Left-Wing The Week Praises Ted Cruz for Taking Aim at China-Friendly Hollywood

Left-leaning magazine The Week praised Sen. Ted Cruz on Thursday for proposing legislation that would bar the Pentagon from working with movie studios that have recently changed films for Chinese censors, writing that Cruz “has landed on a good idea with the wrong motivations.”
“Under normal circumstances, I tend to disagree with Texas Sen. Ted Cruz (R) about basically everything,” the publication’s culture critic, Jeva Lange, wrote in a column. “But with his latest legislative effort, he might just have my support.”
Lange said the proposal would discourage some of China’s less laudable values from influencing the movie industry and “preserve the integrity” of art, writing, “Pervasive industry-wide beliefs — like that Chinese racism would tank a movie like Black Panther — can paradoxically limit diverse casting in American films that are intended to be overseas hits. Additionally, looking to address the broadest of audiences and governments with a work could only ever produce a bland, boring movie, as opposed to one that actually commits to being about something.
“Discouraging movies from being made solely as vehicles that can get past a foreign government’s censors isn’t just a question of protecting some peachy American ideal about the freedom of speech,” she added. “It’s also about preserving the integrity of what makes art art: a film’s specificity, say, or its ability to illuminate a precise human experience, or the derivation of a story from a particular place and time.”

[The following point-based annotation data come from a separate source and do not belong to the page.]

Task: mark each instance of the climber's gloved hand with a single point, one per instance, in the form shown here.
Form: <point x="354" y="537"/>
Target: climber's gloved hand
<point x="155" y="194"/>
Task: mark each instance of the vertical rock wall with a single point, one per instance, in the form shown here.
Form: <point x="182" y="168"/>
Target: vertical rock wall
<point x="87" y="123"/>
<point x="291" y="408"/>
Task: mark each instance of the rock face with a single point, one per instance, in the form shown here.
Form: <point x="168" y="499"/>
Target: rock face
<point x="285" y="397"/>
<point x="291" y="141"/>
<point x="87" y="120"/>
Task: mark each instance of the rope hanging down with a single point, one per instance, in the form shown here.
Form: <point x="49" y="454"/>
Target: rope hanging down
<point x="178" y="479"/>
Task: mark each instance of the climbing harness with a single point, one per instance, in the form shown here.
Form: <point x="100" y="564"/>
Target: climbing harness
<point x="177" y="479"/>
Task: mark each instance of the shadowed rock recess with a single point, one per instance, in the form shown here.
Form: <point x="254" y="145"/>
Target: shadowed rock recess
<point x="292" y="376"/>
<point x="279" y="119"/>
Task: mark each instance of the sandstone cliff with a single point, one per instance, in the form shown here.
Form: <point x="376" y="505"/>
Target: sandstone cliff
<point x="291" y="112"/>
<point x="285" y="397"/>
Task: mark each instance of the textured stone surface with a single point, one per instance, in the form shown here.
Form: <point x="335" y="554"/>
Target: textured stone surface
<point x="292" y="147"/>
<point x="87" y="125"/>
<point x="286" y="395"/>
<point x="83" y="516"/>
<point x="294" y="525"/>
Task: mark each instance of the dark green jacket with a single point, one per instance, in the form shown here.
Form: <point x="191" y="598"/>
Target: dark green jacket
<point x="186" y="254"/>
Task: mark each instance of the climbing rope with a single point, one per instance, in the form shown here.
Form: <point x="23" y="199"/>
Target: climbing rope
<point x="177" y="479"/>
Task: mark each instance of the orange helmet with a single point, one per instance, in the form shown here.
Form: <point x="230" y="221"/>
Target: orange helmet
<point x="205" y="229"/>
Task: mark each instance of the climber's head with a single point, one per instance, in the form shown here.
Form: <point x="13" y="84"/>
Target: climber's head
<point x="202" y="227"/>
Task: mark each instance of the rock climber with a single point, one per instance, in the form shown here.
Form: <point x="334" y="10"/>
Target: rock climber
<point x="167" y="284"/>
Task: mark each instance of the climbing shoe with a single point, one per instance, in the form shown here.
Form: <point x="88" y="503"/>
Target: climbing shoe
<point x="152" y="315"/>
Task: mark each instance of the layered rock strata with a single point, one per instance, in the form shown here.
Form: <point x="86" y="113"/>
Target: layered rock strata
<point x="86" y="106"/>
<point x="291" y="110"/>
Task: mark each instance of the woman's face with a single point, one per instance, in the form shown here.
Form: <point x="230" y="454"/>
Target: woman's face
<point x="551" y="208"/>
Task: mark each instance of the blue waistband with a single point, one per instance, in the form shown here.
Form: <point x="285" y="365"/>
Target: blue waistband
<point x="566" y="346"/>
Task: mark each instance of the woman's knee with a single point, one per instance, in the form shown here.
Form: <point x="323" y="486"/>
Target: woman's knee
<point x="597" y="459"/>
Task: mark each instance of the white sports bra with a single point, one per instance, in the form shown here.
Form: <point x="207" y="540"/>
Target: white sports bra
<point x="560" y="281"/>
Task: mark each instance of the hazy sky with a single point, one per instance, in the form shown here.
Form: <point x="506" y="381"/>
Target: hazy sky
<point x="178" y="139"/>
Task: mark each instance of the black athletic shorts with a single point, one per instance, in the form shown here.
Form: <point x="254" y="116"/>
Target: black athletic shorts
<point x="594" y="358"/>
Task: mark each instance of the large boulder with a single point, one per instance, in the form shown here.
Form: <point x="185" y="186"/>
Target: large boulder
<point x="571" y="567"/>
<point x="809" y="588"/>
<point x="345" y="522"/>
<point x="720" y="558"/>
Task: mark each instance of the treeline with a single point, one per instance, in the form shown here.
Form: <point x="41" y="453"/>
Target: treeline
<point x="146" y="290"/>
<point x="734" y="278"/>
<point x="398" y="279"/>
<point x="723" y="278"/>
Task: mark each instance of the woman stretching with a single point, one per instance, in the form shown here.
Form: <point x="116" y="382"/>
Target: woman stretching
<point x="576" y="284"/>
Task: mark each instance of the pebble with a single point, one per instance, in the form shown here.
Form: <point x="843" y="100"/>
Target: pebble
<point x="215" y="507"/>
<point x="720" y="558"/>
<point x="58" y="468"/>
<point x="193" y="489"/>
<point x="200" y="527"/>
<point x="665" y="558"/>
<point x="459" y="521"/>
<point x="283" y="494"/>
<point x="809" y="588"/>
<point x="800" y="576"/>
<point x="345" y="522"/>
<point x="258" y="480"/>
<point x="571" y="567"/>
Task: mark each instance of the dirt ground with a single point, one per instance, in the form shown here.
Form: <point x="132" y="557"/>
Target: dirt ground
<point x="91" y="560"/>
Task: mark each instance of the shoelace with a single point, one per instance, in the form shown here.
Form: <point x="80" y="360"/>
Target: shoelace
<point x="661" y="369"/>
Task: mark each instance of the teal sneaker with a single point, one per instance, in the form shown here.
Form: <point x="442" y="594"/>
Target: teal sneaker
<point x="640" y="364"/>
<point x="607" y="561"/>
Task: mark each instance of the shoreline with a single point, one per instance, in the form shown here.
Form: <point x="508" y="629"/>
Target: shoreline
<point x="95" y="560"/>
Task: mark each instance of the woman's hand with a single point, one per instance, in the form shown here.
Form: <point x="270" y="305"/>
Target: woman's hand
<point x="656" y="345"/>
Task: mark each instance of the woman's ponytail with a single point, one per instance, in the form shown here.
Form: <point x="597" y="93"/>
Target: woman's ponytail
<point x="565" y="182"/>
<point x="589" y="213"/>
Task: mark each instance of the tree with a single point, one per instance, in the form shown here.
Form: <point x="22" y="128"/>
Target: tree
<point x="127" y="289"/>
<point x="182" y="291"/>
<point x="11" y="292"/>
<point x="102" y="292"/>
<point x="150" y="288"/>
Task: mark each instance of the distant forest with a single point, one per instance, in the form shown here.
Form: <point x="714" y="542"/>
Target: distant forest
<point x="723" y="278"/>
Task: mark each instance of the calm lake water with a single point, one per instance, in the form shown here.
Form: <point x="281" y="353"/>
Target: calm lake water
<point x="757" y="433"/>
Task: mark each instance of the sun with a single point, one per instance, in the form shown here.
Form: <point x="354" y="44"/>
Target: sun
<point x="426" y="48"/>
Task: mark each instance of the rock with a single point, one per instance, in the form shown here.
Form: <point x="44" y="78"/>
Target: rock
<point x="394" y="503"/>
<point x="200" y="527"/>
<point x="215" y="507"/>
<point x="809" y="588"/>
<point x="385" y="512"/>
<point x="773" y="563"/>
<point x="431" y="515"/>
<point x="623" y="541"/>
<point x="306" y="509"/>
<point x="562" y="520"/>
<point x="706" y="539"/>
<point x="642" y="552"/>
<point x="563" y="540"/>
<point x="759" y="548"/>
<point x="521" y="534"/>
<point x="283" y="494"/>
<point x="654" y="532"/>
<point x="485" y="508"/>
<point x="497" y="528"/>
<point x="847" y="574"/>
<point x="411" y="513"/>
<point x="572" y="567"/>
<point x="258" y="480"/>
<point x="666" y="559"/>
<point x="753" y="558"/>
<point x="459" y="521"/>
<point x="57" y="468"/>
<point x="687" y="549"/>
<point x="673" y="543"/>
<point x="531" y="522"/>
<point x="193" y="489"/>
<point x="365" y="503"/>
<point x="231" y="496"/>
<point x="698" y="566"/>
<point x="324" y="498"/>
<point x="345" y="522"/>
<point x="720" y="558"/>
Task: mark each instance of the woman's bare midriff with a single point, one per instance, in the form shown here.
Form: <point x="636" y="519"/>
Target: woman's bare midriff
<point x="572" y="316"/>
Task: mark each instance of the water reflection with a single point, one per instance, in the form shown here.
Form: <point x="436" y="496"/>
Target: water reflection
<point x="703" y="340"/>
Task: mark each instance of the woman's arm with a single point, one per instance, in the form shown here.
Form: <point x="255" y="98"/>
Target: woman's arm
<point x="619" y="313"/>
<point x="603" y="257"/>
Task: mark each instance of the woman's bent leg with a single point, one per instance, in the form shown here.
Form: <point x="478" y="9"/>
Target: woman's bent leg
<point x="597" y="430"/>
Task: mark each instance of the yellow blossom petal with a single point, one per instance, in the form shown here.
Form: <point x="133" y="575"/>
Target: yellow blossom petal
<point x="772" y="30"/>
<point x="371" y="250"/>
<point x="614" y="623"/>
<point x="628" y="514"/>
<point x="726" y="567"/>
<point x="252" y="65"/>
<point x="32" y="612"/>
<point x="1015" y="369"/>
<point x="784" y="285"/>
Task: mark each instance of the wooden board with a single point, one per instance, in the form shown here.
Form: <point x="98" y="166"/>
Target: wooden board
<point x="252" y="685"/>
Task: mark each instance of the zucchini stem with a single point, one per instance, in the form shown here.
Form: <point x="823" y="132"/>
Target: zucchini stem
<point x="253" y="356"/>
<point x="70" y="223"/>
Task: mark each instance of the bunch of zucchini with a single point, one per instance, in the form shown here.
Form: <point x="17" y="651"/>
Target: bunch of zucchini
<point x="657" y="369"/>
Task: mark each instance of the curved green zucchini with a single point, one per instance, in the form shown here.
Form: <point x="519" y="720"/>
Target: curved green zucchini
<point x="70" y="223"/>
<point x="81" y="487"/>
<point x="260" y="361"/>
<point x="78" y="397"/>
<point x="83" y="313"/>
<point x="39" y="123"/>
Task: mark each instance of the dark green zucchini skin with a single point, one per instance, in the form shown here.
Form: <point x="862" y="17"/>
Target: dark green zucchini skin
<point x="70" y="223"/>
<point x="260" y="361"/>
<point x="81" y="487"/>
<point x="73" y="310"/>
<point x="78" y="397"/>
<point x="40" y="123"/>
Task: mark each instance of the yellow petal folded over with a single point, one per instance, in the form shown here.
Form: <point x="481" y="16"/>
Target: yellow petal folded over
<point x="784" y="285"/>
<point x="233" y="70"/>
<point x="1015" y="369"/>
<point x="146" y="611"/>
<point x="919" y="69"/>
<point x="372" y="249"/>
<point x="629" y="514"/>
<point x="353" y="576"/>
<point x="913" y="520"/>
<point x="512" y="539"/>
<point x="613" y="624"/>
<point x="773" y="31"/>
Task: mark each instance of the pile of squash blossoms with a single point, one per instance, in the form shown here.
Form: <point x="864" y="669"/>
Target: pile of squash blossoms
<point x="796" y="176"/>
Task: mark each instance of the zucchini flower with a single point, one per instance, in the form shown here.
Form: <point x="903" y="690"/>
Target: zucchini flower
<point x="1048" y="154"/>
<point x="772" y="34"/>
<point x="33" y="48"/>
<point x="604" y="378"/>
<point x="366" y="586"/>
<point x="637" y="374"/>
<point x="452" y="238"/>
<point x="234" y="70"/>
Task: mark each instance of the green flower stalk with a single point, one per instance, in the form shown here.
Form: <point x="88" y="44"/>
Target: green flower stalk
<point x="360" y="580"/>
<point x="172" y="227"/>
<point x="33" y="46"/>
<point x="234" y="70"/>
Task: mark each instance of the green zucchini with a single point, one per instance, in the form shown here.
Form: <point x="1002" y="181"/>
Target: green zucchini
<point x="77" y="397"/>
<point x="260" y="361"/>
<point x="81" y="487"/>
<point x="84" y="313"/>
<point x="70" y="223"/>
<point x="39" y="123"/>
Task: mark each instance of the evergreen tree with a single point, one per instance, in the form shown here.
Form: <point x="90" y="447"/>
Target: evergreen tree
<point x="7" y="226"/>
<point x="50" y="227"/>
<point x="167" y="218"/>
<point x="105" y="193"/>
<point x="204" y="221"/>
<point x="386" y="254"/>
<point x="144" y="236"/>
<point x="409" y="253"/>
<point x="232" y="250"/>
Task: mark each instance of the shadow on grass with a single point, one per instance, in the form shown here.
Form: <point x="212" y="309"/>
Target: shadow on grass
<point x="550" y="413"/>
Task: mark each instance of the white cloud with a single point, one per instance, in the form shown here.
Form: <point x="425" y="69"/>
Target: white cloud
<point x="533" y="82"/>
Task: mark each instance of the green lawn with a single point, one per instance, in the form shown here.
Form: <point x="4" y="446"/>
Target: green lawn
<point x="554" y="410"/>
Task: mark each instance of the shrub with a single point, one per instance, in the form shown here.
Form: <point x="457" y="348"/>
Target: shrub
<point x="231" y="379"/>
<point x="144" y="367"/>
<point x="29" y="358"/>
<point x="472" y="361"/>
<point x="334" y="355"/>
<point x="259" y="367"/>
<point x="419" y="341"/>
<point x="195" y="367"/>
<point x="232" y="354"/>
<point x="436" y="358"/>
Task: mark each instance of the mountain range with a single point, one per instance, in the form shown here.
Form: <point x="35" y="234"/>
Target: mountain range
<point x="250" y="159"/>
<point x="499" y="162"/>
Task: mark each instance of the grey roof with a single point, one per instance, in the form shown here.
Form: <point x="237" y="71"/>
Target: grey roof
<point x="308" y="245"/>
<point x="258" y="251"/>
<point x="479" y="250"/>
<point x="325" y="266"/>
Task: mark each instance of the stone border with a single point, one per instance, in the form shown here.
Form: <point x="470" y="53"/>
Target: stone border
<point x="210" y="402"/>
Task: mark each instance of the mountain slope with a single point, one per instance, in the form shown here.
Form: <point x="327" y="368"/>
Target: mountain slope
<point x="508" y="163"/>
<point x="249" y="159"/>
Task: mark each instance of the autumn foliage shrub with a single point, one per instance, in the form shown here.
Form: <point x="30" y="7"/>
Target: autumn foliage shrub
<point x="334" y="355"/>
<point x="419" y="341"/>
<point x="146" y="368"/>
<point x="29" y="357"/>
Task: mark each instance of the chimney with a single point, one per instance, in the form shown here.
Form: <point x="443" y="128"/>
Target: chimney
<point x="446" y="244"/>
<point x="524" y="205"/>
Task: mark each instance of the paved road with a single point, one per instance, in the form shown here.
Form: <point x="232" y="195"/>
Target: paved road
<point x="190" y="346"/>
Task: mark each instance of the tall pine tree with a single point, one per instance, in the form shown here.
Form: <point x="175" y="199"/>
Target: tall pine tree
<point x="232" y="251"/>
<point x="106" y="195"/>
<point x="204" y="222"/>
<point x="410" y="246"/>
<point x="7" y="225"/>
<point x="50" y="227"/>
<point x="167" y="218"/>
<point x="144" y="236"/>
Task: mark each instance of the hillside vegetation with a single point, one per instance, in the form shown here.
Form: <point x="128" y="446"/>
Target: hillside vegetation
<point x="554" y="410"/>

Cruz’s office said this week that he plans to introduce the Stopping Censorship, Restoring Integrity, and Protecting Talkies Act, or SCRIPT Act, after the Senate reconvenes in May. The bill would require studios seeking the Pentagon’s assistance to provide a list of all the movies they have submitted to Chinese Communist Party officials “for evaluation” over the preceding 10 years, and would limit Pentagon assistance to studios that have altered movies at China’s request.
The legislation comes after controversy involving productions such as the Tom Cruise movie, Top Gun: Maverick, which was produced with assistance from the United States Air Force. Producers removed Taiwanese and Japanese flags that appeared in the 1986 original in order to appease Chinese censors. The movie is tentatively due for release in December.
The Pentagon assisted with 800 films and 1,100 TV titles between 1911 and 2017, and occasionally requests alterations of its own. Lange noted a prominent example includes the 2013 Superman movie Man of Steel, which was initially denied assistance for portraying the American military as too “cartoony.” The department also assisted with The Terminator and Iron Man franchises, but turned down Marvel’s Avengers, because it didn’t understand the movie’s fictional S.H.I.E.L.D. organization.
“We couldn’t reconcile the unreality of this international organization and our place in it,” Phil Strub, the Defense Department’s Hollywood liaison, told Wired at the time. “To whom did S.H.I.E.L.D. answer? Did we work for S.H.I.E.L.D.? We hit that roadblock and decided we couldn’t do anything.”
China has banned a wide range of American entertainment from appearing in the country, including Winnie the Pooh after Chinese activists began comparing the “Pooh Bear” character to Chinese General Secretary Xi Jinping.
Lange said she found it distasteful that Cruz’s measure came in the midst of acrimony over the coronavirus pandemic, but still supports the proposal. “A moral high ground … is not the best way to approach the question of resisting Chinese censorship. Still … for an industry that otherwise lionizes the victims of the Hollywood blacklist, Tinseltown has been pretttty quick to cede free speech to Chinese authorities for the sake of making a buck.
“The SCRIPT Act would require, at the very least, a reevaluation of the purpose of Hollywood movies. And while Ted Cruz and I might not necessarily agree on the why, he’s right: it’s time for Hollywood to decide the worth of its art,” she added.